Now that the meat of the lamb was roasted, the families went back home for the meal. It was indeed the first ever Passover Seder. The table was set. As per HaShem’s instructions, the menu consisted of 3 types of foods – the roasted lamb, the flat Matzah and bitter Maror.
“Hurry, hurry! There is no time to waste, for any moment we are about to leave Egypt!”
“Yes. It’s about time! We’ve been slaves long enough!”
On the night of Passover, it is really important to talk and talk and talk and talk (and talk) about the miracles of the great Exodus from Egypt! In fact, our great Sages teach us, “Anyone who talks a lot about the exodus of Egypt is to be praised.”
To prove the point, the Hagadah tells us about a group of wise Rabbis who sat up all night talking about the story of the Exodus!
Seder night is definitely the wrong time for the silent contest. Talk away!
In the times of the Beis HaMikdash, the great sage Hillel made a sandwich out of the meat of the Korban Pesach lamb, Matzah, and Maror. That’s how he fulfilled the Torah’s instructions to eat these foods together. This sandwich is called Korech – meaning a wrap.
Now, how in the world can you wrap a hard, thin Matzah?! It would surely crumble into little pieces, hardly a sandwich and certainly not a wrap!
Well, here’s how it worked:
In the olden days, Matzah looked more like a pita, much thicker than the Matzahs we are used to, and definitely “wrappable.”
So let’s ask a question, we’ll call it “The Fifth Question:”

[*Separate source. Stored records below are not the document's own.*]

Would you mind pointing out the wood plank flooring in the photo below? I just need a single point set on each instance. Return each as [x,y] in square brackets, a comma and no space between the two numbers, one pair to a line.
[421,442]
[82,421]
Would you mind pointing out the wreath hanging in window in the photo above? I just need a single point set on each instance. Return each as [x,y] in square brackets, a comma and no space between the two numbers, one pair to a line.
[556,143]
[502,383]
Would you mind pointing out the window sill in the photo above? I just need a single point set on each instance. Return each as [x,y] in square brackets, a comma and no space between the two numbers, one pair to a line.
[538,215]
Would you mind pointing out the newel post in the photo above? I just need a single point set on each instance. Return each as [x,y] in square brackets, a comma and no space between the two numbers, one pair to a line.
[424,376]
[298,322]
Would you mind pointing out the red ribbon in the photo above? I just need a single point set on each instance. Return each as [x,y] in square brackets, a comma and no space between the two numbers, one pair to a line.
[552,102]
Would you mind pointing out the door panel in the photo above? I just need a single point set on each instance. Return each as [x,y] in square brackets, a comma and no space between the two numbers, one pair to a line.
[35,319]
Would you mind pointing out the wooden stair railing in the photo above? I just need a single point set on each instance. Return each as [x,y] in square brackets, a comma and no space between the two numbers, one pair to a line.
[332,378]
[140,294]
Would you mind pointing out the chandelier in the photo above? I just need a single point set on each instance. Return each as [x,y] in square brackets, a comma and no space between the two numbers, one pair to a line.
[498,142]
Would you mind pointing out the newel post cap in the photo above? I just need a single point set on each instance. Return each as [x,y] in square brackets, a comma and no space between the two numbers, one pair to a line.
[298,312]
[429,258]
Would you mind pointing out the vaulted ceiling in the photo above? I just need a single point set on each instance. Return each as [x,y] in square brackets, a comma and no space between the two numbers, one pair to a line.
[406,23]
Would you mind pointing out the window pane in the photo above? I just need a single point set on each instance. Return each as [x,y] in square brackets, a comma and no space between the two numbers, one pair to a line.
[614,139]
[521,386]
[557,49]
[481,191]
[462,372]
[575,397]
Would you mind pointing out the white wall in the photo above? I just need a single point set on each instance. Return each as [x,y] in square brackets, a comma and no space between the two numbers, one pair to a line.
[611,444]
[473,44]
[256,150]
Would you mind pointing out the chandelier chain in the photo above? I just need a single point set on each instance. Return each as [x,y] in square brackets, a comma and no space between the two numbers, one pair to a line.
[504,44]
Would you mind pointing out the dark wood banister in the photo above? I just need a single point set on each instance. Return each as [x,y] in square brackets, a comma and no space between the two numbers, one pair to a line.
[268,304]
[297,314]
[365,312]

“Why are the Matzahs nowadays different from all other Matzahs from the olden days?”
And the answer? Well, Shazak wants you to investigate… let us know what you come up with!
BTW: Now you know that it wasn’t the Earl of Sandwich who invented the sandwich around 300 years ago, nor was the wrap invented by a southern California food chain restaurant a few decades ago. That’s because Hillel, who made the Korech sandwich/wrap, lived over 2,000 years ago!
Another BTW: Soft Matzahs haven’t completely disappeared. Some Sephardim still use them on Pesach. That’s a “wrap” for them!
In the times of the Beis HaMikdash, there was an additional question in the Mah Nishtanah! This one is about the Korban Pesach:
“On all other nights we eat meat roasted, boiled, or cooked – on this night, only roasted meat?”